Create a general-purpose branch node-DataWorks(DataWorks)-阿里云帮助中心

A branch node is a control flow node in Data Studio that defines branch logic and directs the execution of downstream nodes based on different conditions.

Usage notes

To use the branch node feature, you must purchase DataWorks Standard Edition or higher. For more information, see DataWorks edition comparison.
A branch node can have a maximum of 50 branches.
A branch node is typically used with an assignment node. For more information, see Assignment node.
If a branch condition is not met at runtime, the downstream nodes of that branch enter the dry run state. The runtime log displays a message similar to It's set condition-skip by task.

Create a branch node

Log on to the DataWorks console. In the target region, click Data Development and O&M > Data Development in the left-side navigation pane. Select a workspace from the drop-down list and click Go to Data Development.
Hover over the icon and choose Create Node > General > Branch Node.

Alternatively, you can open the target workflow, right-click a blank area, and choose Create Node > General > Branch Node.
In the Create Node dialog box, enter a node name and select a path.
Click Confirm.

Define the branch logic.

On the Definition page, click Add Branch.

In the Branch Definition dialog box, configure the parameters.

Parameter	Description
Condition	The condition that determines whether this branch runs. Note the following rules: You can only use Python comparison operators to define the logical condition. If the expression evaluates to true at runtime, the corresponding branch condition is met. If an error occurs while parsing the expression at runtime, the entire branch node fails. You can use global variables and parameters defined in the node context in branch conditions. For example, ${input} can be an input parameter defined on the branch node.
Associated Node Output	The output that downstream nodes reference to establish dependencies: Downstream nodes reference this output to declare dependencies. When a branch condition is met, downstream nodes that depend on the associated output run, provided their other upstream dependencies are also met. If a branch condition is not met, the downstream nodes that depend on the corresponding output do not run. DataWorks sets these nodes to the `Not run because the branch condition is not met` state.
Description	Enter a brief description of the branch. For example, you can define two branches with the conditions ${input}==1 and ${input}>2.

The following example demonstrates how to configure the Associated Node Output parameter.
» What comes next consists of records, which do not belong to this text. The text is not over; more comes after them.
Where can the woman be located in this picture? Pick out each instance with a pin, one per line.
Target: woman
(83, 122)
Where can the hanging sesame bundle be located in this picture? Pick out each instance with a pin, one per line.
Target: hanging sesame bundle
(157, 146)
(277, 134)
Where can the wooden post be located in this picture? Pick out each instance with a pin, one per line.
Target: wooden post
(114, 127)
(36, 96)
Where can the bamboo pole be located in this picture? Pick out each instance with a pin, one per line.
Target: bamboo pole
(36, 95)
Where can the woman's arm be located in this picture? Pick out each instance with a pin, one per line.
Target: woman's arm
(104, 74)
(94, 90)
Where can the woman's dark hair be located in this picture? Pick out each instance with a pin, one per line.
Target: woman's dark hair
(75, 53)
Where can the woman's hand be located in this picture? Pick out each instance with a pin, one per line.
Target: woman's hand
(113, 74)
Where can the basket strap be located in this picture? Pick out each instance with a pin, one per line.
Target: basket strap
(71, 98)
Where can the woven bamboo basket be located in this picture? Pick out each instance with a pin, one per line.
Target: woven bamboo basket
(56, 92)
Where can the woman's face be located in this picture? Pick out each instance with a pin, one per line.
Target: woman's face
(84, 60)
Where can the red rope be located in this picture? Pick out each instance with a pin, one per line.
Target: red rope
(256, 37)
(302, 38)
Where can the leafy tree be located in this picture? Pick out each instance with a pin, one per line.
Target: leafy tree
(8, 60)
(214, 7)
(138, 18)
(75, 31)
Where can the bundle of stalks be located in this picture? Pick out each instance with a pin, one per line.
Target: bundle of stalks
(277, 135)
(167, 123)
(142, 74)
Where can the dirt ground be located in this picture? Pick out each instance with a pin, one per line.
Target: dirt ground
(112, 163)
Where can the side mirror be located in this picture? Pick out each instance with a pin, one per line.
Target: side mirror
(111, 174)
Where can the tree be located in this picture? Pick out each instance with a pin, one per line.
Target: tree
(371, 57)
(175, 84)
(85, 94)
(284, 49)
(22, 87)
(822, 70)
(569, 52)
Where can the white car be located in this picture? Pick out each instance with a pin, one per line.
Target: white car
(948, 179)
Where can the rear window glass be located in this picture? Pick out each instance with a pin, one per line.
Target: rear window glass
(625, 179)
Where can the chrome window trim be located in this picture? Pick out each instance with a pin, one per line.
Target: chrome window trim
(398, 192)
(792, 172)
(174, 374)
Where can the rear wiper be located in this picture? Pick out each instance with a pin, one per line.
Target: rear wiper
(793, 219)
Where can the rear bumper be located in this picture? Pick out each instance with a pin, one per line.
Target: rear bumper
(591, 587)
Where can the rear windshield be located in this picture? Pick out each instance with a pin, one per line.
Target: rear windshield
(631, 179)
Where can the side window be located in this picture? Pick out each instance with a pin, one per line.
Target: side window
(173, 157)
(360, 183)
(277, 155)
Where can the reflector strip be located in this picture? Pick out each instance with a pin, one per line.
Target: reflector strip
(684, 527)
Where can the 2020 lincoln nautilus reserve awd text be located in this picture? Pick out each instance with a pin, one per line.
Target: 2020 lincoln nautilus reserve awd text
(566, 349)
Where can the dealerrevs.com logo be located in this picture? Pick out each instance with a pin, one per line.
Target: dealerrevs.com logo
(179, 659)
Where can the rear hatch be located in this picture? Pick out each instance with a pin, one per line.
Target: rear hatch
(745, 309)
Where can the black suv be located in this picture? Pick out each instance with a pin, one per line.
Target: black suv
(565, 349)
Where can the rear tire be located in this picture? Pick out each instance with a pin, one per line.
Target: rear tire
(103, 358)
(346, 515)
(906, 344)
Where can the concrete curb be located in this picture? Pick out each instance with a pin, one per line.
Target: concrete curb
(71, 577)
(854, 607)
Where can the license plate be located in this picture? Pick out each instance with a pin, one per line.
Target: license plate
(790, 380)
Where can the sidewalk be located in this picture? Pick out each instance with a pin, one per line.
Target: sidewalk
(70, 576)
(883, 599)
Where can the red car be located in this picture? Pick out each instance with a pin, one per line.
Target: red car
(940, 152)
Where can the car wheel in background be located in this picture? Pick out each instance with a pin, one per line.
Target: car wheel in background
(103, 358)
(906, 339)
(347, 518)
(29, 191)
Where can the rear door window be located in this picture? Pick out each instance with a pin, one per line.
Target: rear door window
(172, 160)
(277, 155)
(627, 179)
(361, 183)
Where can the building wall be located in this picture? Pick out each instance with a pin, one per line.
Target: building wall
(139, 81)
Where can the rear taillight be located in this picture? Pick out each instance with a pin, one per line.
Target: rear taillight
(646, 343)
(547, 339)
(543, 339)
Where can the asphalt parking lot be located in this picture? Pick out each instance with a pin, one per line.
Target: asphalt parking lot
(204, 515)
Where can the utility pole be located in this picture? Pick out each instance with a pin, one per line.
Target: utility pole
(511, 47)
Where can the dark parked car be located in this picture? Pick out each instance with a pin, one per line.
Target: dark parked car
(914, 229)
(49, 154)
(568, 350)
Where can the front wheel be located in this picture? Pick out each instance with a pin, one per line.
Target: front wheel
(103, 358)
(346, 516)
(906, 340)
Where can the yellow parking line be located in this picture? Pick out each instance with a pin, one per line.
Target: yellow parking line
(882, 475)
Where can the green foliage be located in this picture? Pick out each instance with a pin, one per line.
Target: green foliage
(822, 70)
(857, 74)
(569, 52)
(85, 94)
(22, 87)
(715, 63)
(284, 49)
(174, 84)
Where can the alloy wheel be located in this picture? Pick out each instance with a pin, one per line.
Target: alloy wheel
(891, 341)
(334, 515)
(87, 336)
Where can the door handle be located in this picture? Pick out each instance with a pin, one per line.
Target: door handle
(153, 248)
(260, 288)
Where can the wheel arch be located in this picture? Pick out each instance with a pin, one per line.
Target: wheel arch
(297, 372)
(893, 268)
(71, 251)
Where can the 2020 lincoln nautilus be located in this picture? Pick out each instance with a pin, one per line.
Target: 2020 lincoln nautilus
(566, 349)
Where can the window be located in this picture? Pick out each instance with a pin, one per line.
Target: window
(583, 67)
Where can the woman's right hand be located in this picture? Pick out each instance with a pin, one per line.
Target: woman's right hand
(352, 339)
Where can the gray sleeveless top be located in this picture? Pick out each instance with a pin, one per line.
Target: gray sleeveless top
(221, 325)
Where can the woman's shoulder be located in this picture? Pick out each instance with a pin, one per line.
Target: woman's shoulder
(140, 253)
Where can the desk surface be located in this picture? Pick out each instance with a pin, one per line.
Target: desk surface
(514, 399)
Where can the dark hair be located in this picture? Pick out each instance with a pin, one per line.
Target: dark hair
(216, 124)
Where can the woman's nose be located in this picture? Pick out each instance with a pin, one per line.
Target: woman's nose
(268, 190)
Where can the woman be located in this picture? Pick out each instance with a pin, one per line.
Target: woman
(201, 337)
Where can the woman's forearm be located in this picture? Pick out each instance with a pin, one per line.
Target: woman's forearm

For example, a branch node has two downstream nodes named qqqq and wwww. When the branch condition is 1, the logic of the qqqq node runs. When the branch condition is 2, the logic of the wwww node runs. When you configure the branch node, you can set the node outputs as required. For example, if the output for Branch 1 is 1234 and the output for Branch 2 is 2324, both are used as output names for this branch node. The downstream qqqq node must reference the output name 1234, and the wwww node must reference the output name 2324.

Click OK.
After you add a branch, you can Edit or Delete it.
- Click Edit to modify the branch settings. DataWorks updates the related dependencies accordingly.
- Click Delete to remove the branch. DataWorks also updates the related dependencies.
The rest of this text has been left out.